Idea: Light-weight reusable dependencies

Coming from a C++ background, there're basically two different kinds of dependency libraries. Most dependencies comes with many different *.cpp translation unit files, get compiled and archived into libraries and get linked into final executable files. This is very similar to the Rust crates and Cargo lib dependencies.

On the other head, there's another different kind of dependency libraries, called "header-only" libraries. There's actually 0 translation units within it. Instead it's inlined into downstream translation units, and they got compiled together. Today in Rust there's no equivalent.

Recently reading some libraries' code, and some PRs removing dependencies from packages (because they feel the burdensome doesn't worth it), I'm feeling that maybe it would be nice to have a "inlined-package manager" parallel to cargo, and it can fetch and inlinize a library crate as a module into current package/crate, keeping track of versions and dealing with updates etc.

Curious what people think about it.

The first thing that popped into my kind after reading this is "whoa that's a lot of extra complexity". So what exactly is it we'd be getting for this high price?

Consider that pretty much every rust project in existence already uses cargo, and can thus already resolve dependencies.

I think I'm failing to see any kind of upside to this proposal, while I so see a whole lot of downside. That might be a lack of imagination on my part though, so if some cool stuff is enabled by this, please expand on that.

1 Like

I think this is to help with build times. A common way to reduce build times is to drop a dependency and to re-implement the subset of what you need. This helps in two ways

  • You get only what you need
  • The compiler builds your dependency as part of your crate, trading the overhead for tracking a distinct crate's output for the compiler having to process more within the crate.

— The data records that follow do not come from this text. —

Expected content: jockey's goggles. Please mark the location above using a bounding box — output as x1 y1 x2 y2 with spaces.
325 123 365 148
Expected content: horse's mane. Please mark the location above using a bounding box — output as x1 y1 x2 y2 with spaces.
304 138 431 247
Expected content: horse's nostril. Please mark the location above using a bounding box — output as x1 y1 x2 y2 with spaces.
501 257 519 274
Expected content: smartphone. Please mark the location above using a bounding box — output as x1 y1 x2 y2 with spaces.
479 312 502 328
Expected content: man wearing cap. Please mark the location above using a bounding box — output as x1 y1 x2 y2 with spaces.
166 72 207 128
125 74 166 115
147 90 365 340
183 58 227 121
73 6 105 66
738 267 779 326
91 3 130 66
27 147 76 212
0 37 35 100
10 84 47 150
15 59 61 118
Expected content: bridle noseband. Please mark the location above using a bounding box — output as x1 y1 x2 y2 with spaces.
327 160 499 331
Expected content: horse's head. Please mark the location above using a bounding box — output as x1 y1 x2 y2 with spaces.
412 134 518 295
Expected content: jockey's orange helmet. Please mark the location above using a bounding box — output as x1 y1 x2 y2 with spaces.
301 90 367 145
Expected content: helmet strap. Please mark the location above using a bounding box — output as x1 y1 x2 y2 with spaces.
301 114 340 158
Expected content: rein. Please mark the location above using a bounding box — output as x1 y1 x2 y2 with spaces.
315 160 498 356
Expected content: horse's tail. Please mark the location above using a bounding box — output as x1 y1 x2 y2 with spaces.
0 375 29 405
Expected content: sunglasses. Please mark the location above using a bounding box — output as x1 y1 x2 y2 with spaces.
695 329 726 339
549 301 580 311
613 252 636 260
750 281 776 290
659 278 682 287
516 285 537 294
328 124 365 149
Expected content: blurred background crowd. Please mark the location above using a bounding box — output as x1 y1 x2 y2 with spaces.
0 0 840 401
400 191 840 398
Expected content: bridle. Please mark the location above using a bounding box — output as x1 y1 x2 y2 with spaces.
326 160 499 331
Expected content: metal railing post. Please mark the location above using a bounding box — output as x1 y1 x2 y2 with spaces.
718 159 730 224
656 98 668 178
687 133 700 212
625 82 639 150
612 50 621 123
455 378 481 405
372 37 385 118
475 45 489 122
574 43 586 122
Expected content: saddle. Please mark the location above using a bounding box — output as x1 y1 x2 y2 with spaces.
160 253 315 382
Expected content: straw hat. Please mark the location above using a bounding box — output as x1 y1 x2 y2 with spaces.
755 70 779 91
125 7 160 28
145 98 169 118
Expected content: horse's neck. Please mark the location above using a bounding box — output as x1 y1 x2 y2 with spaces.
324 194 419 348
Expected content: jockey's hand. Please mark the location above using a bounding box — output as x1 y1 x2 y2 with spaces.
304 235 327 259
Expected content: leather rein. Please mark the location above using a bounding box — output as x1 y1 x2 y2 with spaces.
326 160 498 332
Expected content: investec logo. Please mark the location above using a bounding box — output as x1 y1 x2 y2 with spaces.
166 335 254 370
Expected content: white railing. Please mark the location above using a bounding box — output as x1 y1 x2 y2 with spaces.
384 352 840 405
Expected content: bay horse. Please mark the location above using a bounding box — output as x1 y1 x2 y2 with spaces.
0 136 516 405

I'm unsure how much the latter will help. While a dependency might extend out the longest path for your build times, it still has to be built either way and without the compiler doing more processing in parallel it'll be serialized as compared to building two dependencies in parallel.

1 Like

Isn't the way cargo work closer to the header-only approach than multiple static libs? Everything is potentially inlined and optimization happens with all the crates in one big soup? What is missing from a traditional c/c++ workflow is the ability to reuse already built static libraries accross different builds.

7 Likes

The main reason for header-only libraries in C++ is one of

  • "Fake" single header libraries, where it's a single .h for the purpose of being copied into your source tree so you can decide how to build it.
    • "fake" because most times you have to do a special #define LIB_DEFINITION; #import "lib.h" to actually compile the non-header part of the library.
  • Pure header libraries, where everything is in headers because it has to be, because it's all templates and maybe inline functions.

Nearly all Rust code uses cargo, so the first point (of trivially integrating into your flavor of build system) is moot. The second one is also moot; generic code can be provided in .rlib just fine, and we can even theoretically do MIR optimization on pre-monomorphization generic functions. (Though we probably won't unless it's very fast and gives a reduction in compile-time of anyone using it, as this delays pipelining.)

And even then, these in C++ aren't typically versioned. They're copied into your source tree and forgotten about. Copying "nanodependencies" into your source tree as-is exactly replicates what the C++ practice is for such single-file dependencies.

It used to be that cargo was failing to properly pipeline dependencies, but now it can start on downstream when upstream has finished its cargo check but before it's finished (or maybe even started) its codegen. The benefit of bringing a dependency into your same crate is minimal, and we can continue to shrink it.

What actually could potentially be interesting, though, is detecting when a crate passes some "small" criteria to bundle its compilation (the codegen part which does not block downstream compilation) automatically with another small dependency into a single codegen unit. Doing this transparently should be able to even further decrease the pipelining cost of splitting crates into multiple smaller crates.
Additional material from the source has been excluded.